Biodiversity offsetting: uncertainty and unanswered questions

Biodiversity offsetting is a market-based mechanism that aims to compensate for biodiversity loss as a result of development through conservation activities that deliver an equivalent amount of biodiversity elsewhere. As approaches to conservation informed by a natural capital approach enter the mainstream, offsetting is increasingly being explored as a policy option.

In 2013, the BES hosted a workshop examining the science behind biodiversity offsetting, the outputs of which informed our subsequent response to Defra’s consultation on the topic, which closed in November of that year. The workshop concluded that any offsetting policy implemented in England must be informed by scientific evidence and employ a transparent and consistent mechanism for calculation and evaluation rooted in sound ecological science.
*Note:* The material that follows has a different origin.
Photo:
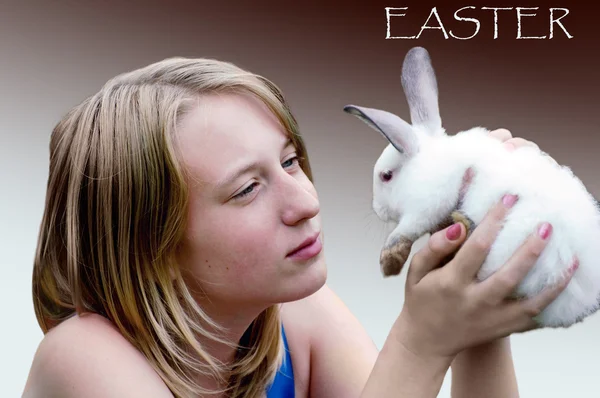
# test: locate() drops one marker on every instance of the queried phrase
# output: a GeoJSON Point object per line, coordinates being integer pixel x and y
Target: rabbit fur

We also identified a need for further research into the design and implementation of biodiversity offsets in order to ensure the success and resilience of any policy adopted.
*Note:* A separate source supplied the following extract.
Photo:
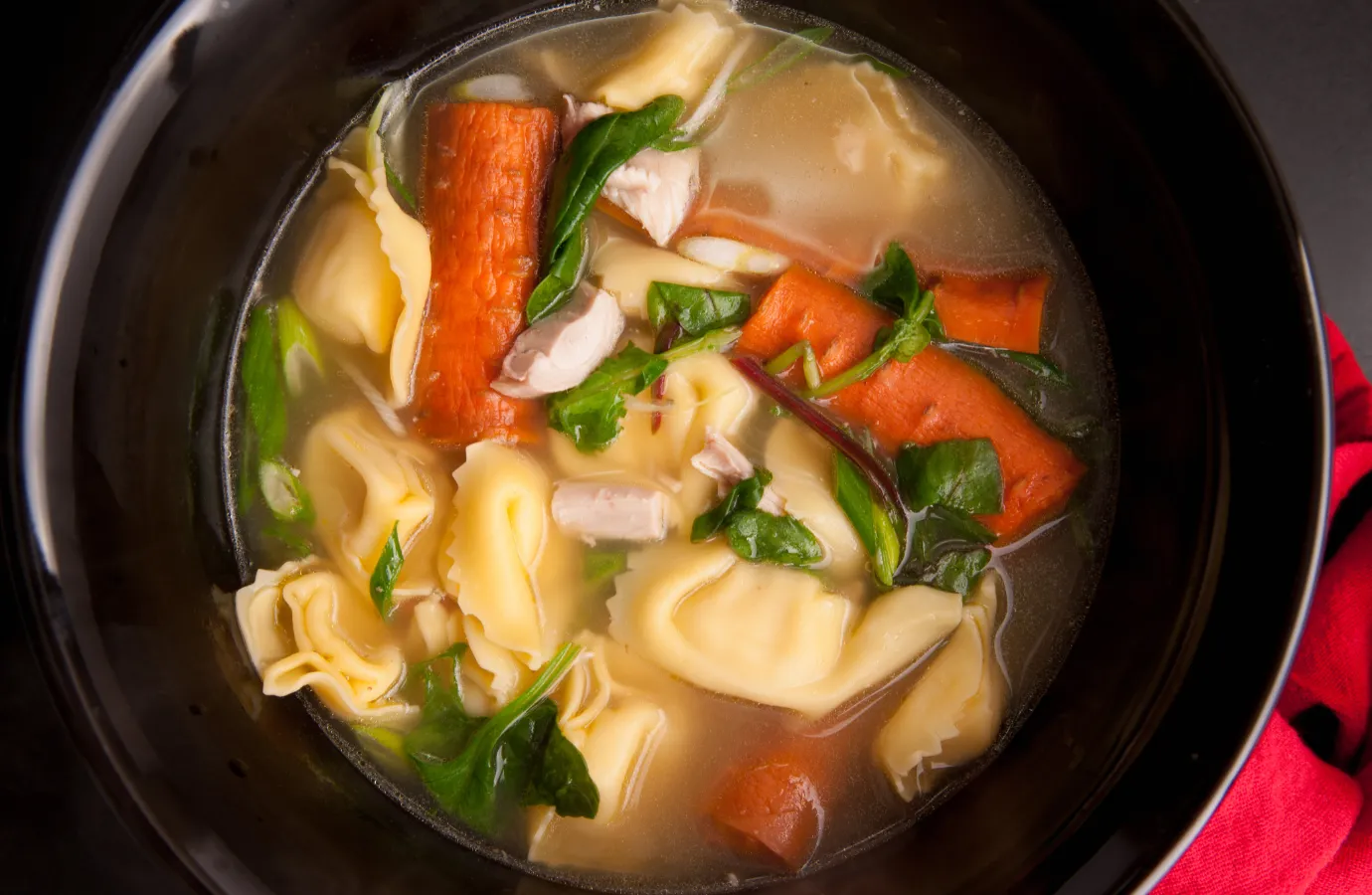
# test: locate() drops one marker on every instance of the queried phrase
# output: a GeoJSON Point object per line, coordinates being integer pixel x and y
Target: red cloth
{"type": "Point", "coordinates": [1292, 822]}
Since the consultation closed at the end of 2013, the Government has made little progress in finalising and implementing an offsetting policy, with the results of the consultation yet to be published.  With the general election just a few weeks away, the decision as to how – or if – biodiversity offsetting is put into practice in England will fall to the next Government.
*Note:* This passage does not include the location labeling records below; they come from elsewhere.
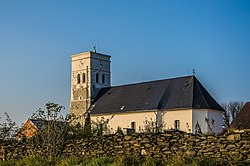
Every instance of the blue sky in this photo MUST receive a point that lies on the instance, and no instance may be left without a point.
(148, 40)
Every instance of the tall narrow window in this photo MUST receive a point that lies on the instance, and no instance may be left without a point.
(177, 124)
(78, 79)
(103, 78)
(83, 78)
(133, 125)
(97, 78)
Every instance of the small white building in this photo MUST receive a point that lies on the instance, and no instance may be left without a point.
(177, 103)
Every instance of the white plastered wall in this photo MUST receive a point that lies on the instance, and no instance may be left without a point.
(199, 116)
(184, 116)
(218, 120)
(124, 120)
Unanswered questions remain

Two recently published papers provide a timely reminder of the need to ensure that biodiversity offsetting is informed by robust scientific evidence. The first, an editorial by Evans et al in Animal Conservation, highlights five areas where “progress is needed to ensure biodiversity offsetting can be informed by robust scientific evidence”. These are:

  1. Improving our understanding of the implications of biodiversity offsetting across a greater range of habitats. Most studies to date have focused on wetlands and grasslands, but this needs to be extended to include habitats such as forests, marine habitats and uplands.
  2. Understanding the management actions and timescales required to restore sites to functioning ecosystems equivalent to the habitats lost to development.
  3. Development of a comprehensive framework for treating uncertainty in offsets, for example to inform multipliers and habitat banking.
  4. An accepted and universal design for biodiversity offsetting schemes that considers the wider context of development, the offset accounting system, and the approach to defining and calculating biodiversity losses and gains.
  5. A deeper debate on the moral and ethical dimensions of offsetting, examining the social assumptions, implications and values that underpin this approach, and setting it within national, regional and local contexts.

Perverse Incentives?

A second paper, published by Gordon et al in the Journal of Applied Ecology, argues that insufficient attention has been paid to the risk that biodiversity offsetting could introduce “perverse incentives” that undermine their intended outcomes. The authors identify four perverse incentives that could arise from poorly designed offset schemes:

  1. Biodiversity offsetting schemes could entrench or exacerbate existing baseline declines in biodiversity if the crediting baseline – the point at which an offset scheme is adjudged to have achieved “no net loss” – is poorly specified. If biodiversity is already in decline, then “locking-in” offset schemes to a declining baseline can perpetuate this decline.
  2. An extensive, “liquid” biodiversity offsetting market could crowd out other conservation actions, as designation of land, and action to improve the trajectory for threatened species – rather than simply avert loss – would reduce opportunities for generating offset credits.
  3. The involvement of volunteers in offset schemes – as the authors highlight has been the case in Australia – risks shifting volunteer effort away from additional schemes to those that are mandatory, whilst also undermining the voluntary ethos by providing labour that developers would otherwise have been required to pay for.
  4. The presentation of offsets as environmental gains, when they are by design neutral at best, risks generating false confidence in conservation outcomes.

Gordon et al argue that these potential perverse incentives are not reasons to abandon biodiversity offsetting, but must be properly considered if “grave environmental risks” are to be avoided.  Similarly, Evans et al conclude that “constructive, critical engagement is required between conservation scientists and decision makers” to allow “adequate scrutiny” of offset schemes and enable them to become “a useful tool that can reconcile nature conservation and resource development”.

One of the BES’s key ambitions for the next Parliament is that environmental policy is informed by sound scientific evidence, and that policy-makers have access to the best available ecological science to inform decision-making. How the next Government chooses to take biodiversity offsetting forward will be a key test of this principle.